Bug 1376084
Summary: | Cluster becomes partitioned and galera1 node fails to join back. | ||
---|---|---|---|
Product: | Red Hat OpenStack | Reporter: | Jeremy <jmelvin> |
Component: | galera | Assignee: | Damien Ciabrini <dciabrin> |
Status: | CLOSED DUPLICATE | QA Contact: | Shai Revivo <srevivo> |
Severity: | medium | Docs Contact: | |
Priority: | medium | ||
Version: | 6.0 (Juno) | CC: | dciabrin, jmelvin, mbayer, srevivo |
Target Milestone: | --- | Keywords: | Unconfirmed, ZStream |
Target Release: | 6.0 (Juno) | ||
Hardware: | Unspecified | ||
OS: | Unspecified | ||
Whiteboard: | |||
Fixed In Version: | Doc Type: | If docs needed, set a value | |
Doc Text: | Story Points: | --- | |
Clone Of: | Environment: | ||
Last Closed: | 2016-10-12 14:16:20 UTC | Type: | Bug |
Regression: | --- | Mount Type: | --- |
Documentation: | --- | CRM: | |
Verified Versions: | Category: | --- | |
oVirt Team: | --- | RHEL 7.3 requirements from Atomic Host: | |
Cloudforms Team: | --- | Target Upstream Version: | |
Embargoed: |
Description
Jeremy
2016-09-14 15:52:28 UTC
When galera nodes need to join with SST, they're transferring the entire database via rsync.
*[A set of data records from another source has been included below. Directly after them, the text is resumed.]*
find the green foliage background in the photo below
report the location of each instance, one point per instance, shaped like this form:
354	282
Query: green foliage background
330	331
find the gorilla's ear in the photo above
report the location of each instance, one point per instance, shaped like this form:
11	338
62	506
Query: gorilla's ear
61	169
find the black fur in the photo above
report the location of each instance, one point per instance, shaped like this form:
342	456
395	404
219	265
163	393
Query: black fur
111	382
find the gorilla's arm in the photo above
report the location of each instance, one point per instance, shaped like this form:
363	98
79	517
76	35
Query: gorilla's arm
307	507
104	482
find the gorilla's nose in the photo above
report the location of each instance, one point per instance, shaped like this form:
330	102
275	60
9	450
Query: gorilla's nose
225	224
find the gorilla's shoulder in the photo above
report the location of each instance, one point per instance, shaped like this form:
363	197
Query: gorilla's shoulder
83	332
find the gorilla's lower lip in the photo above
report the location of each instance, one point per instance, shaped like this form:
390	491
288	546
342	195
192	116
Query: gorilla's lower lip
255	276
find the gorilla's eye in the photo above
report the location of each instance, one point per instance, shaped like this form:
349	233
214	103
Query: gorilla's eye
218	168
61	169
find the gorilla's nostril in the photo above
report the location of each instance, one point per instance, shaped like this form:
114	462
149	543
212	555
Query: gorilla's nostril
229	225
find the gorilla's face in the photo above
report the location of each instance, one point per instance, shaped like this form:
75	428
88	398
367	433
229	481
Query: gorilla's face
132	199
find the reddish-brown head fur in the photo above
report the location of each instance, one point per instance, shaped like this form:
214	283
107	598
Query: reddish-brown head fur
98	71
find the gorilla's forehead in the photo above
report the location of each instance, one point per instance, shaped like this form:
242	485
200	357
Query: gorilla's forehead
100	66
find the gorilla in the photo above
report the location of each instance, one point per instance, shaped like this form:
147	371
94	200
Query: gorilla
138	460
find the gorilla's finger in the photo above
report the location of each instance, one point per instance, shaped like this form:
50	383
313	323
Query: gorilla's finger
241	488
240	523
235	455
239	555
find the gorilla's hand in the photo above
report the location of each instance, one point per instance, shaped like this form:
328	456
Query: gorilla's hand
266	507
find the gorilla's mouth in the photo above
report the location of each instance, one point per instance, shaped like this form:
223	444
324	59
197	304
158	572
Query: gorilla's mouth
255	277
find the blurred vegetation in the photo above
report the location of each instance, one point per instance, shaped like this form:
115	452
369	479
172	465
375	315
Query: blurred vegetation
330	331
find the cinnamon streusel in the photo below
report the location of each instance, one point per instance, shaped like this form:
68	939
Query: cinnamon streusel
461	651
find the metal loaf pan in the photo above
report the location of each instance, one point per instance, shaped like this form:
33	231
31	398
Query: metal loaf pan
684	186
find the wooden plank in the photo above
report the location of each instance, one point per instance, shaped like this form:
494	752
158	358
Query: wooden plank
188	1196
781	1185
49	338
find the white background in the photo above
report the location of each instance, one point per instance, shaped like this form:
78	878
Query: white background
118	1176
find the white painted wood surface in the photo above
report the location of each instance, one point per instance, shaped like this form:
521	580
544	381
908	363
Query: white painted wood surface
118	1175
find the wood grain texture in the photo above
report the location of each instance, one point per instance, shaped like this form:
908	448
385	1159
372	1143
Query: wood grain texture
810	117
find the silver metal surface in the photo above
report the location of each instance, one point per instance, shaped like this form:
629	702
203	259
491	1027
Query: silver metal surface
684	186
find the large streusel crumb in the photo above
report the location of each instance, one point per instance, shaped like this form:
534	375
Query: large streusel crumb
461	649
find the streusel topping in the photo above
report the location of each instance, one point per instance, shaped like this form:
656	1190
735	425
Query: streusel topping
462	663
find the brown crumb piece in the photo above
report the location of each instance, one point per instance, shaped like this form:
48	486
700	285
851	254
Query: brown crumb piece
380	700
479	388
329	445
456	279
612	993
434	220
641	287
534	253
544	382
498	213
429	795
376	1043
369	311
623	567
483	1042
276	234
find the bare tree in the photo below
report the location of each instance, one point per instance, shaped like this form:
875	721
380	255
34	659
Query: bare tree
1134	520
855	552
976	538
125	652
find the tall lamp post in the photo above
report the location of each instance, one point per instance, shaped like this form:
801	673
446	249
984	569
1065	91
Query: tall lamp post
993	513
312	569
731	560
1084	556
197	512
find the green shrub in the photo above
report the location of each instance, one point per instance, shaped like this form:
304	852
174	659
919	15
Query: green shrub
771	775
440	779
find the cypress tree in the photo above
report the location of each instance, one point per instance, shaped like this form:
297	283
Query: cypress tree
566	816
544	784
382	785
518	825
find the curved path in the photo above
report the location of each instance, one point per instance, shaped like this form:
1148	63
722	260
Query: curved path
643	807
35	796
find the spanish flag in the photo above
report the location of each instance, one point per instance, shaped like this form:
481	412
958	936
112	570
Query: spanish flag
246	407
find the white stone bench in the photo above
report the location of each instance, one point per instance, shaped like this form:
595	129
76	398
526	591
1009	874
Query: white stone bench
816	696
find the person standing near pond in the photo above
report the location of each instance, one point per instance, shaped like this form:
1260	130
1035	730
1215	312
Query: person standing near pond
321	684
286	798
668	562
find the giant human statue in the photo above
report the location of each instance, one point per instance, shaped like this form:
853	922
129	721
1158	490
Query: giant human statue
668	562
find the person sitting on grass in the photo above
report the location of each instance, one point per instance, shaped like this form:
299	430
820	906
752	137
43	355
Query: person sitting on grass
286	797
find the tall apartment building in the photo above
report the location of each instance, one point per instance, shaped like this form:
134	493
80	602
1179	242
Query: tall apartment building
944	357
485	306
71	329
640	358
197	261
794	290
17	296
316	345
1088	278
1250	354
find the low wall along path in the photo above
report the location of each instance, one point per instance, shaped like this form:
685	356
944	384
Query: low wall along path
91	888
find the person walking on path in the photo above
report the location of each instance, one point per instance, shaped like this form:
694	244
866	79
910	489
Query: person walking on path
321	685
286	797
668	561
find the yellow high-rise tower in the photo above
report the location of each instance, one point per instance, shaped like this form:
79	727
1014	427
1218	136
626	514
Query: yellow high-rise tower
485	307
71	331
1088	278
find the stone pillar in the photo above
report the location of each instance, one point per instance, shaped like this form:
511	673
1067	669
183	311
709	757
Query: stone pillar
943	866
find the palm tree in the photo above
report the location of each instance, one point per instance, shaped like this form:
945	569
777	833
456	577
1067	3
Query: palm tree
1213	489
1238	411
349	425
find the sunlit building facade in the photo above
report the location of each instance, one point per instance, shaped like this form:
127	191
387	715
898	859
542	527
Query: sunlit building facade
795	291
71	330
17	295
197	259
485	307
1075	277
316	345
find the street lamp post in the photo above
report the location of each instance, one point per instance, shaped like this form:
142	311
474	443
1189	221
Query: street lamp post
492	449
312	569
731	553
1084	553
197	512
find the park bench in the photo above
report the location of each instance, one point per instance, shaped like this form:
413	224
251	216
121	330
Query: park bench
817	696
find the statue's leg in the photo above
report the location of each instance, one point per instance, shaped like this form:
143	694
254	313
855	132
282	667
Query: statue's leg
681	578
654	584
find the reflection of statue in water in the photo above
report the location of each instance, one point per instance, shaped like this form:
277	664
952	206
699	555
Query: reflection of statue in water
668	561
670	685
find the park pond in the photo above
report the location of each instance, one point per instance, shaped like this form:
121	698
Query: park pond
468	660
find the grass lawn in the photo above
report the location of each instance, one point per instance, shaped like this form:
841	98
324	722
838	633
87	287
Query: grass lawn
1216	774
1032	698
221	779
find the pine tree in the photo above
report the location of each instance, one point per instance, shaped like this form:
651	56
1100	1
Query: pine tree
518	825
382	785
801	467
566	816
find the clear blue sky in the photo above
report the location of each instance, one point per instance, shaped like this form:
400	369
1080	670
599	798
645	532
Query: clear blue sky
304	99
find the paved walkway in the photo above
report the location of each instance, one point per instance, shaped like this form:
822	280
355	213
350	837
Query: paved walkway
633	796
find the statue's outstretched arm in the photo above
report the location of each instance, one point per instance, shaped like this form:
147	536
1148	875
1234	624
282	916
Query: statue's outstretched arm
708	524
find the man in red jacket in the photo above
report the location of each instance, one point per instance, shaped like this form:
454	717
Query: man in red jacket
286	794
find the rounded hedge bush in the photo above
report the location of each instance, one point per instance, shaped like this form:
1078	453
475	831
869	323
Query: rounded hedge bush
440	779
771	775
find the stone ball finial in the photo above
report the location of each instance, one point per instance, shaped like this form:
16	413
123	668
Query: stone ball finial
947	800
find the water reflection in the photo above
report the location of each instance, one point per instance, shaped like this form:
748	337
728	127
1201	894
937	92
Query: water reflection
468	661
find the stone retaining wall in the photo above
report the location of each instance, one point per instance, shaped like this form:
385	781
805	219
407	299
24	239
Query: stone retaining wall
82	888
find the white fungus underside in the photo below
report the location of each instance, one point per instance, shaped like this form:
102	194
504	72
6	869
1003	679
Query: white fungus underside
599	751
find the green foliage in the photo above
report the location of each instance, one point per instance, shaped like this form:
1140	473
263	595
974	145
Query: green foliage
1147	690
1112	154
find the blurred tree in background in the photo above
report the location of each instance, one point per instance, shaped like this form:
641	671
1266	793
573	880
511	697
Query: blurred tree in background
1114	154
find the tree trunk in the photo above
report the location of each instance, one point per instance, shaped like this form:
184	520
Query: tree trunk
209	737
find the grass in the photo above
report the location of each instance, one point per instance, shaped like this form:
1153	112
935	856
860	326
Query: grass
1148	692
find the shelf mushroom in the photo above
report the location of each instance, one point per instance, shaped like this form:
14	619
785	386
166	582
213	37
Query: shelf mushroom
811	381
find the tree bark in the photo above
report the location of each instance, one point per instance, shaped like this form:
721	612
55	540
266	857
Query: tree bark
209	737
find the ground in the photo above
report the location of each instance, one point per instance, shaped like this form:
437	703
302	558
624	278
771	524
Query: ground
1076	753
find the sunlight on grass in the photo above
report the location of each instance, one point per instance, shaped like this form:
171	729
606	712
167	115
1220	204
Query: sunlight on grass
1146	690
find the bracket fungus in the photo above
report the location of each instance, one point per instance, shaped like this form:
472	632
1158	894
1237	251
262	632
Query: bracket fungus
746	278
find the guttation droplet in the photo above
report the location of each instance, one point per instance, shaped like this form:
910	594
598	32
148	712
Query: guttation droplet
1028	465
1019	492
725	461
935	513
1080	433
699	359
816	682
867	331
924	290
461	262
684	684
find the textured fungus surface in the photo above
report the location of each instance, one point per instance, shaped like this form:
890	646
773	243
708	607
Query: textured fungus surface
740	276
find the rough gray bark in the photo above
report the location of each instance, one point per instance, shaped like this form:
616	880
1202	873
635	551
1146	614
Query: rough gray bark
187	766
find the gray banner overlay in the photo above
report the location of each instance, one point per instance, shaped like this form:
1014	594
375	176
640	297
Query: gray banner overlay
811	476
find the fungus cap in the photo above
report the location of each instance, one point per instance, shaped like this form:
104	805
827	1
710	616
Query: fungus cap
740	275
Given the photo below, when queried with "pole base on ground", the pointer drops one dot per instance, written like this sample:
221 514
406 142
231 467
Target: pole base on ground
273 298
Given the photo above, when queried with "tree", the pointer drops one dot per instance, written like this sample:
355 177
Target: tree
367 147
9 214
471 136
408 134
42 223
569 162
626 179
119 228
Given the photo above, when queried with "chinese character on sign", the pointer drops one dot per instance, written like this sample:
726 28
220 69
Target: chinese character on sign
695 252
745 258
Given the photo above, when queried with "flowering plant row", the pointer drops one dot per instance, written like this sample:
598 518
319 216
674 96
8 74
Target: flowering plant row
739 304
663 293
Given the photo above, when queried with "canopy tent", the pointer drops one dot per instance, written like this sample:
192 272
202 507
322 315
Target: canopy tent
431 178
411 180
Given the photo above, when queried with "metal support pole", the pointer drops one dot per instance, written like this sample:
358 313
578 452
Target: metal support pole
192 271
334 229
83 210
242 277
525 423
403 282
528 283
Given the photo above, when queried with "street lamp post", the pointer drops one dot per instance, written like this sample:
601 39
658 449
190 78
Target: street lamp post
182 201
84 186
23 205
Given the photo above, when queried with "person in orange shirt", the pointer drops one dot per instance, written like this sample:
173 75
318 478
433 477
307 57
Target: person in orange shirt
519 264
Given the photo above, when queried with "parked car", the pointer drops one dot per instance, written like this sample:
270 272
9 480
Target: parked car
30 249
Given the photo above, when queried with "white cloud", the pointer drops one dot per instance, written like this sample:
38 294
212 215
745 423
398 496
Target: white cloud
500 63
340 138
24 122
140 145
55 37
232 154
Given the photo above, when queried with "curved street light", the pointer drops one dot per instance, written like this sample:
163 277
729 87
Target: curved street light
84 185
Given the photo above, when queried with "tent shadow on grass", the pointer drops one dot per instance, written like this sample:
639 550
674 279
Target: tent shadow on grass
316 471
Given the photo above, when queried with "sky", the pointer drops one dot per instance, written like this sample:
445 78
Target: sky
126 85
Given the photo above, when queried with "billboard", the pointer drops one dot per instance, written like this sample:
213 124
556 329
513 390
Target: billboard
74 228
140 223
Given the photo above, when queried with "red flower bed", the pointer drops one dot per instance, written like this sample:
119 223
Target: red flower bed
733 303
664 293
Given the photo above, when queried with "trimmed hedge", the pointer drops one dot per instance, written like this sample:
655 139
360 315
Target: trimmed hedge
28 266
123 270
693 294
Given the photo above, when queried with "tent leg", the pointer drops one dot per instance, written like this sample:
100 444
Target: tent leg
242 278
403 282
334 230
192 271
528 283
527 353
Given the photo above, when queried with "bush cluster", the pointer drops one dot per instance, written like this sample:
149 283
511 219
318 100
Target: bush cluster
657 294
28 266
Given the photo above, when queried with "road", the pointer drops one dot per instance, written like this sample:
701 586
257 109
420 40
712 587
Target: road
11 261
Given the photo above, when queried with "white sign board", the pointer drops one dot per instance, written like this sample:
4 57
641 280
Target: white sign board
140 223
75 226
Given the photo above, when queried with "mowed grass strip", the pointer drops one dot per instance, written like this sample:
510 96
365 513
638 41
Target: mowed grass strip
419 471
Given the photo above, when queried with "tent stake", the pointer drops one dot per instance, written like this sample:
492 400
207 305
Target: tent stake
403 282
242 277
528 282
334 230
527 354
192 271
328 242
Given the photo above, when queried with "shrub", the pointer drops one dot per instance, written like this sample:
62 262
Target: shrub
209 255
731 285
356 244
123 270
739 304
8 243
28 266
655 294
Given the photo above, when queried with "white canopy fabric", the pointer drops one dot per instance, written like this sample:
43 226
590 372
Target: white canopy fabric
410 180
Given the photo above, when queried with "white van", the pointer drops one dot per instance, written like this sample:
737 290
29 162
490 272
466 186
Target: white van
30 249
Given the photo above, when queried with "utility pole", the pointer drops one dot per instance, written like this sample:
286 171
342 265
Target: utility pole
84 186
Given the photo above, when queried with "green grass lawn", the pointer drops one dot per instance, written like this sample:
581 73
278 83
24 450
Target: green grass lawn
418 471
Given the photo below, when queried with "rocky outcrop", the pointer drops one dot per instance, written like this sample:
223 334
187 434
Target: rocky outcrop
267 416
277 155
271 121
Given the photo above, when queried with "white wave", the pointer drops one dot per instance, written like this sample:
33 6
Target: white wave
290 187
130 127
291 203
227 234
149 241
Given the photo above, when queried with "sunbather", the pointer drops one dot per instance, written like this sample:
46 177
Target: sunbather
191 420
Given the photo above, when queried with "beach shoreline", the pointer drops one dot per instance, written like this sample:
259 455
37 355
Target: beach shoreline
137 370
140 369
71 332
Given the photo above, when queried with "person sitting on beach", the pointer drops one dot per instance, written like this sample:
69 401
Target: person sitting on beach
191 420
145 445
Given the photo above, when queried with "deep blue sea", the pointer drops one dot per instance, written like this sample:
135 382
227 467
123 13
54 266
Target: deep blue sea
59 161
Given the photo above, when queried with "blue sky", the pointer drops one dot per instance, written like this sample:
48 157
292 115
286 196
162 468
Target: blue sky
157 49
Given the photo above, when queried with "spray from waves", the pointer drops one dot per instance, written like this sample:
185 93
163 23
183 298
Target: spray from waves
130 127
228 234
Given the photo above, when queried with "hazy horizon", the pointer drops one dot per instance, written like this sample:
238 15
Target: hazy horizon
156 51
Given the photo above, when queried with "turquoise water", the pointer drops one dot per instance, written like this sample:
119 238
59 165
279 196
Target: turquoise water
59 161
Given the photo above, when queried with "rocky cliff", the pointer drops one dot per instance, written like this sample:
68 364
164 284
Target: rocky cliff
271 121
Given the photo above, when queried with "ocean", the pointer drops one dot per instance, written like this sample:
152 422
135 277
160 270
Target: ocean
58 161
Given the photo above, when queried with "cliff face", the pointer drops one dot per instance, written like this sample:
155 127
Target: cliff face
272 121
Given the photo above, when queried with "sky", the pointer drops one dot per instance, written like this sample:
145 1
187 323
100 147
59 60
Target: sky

This transfer is taking longer than the default 300s promotion timeout configured for the galera resource in pacemaker. Per resource configuration, this makes pacemaker stop managing galera on the node, i.e. if still monitors it but doesn't restart it anymore. After the pacemaker timeout, the SST finishes eventually and the galera node is started and running. Only, pacemaker doesn't manage it anymore at this time. If network partition occurs while galera resource is unmanaged in pacemaker, pacemaker will not restart the cluster automatically. It is possible that SST are taking a long time because some tables in the DB are larger than expected, for example if expired keystone tokens are not flushed periodically. I would advise to double check that and flush if needed to reduce the DB size. If DB size is really expected, then one would need to raise the promote timeout of the galera resource in pacemaker. A longer-term solution of this bug is tracked in https://bugzilla.redhat.com/show_bug.cgi?id=1251525. *** This bug has been marked as a duplicate of bug 1251525 *** |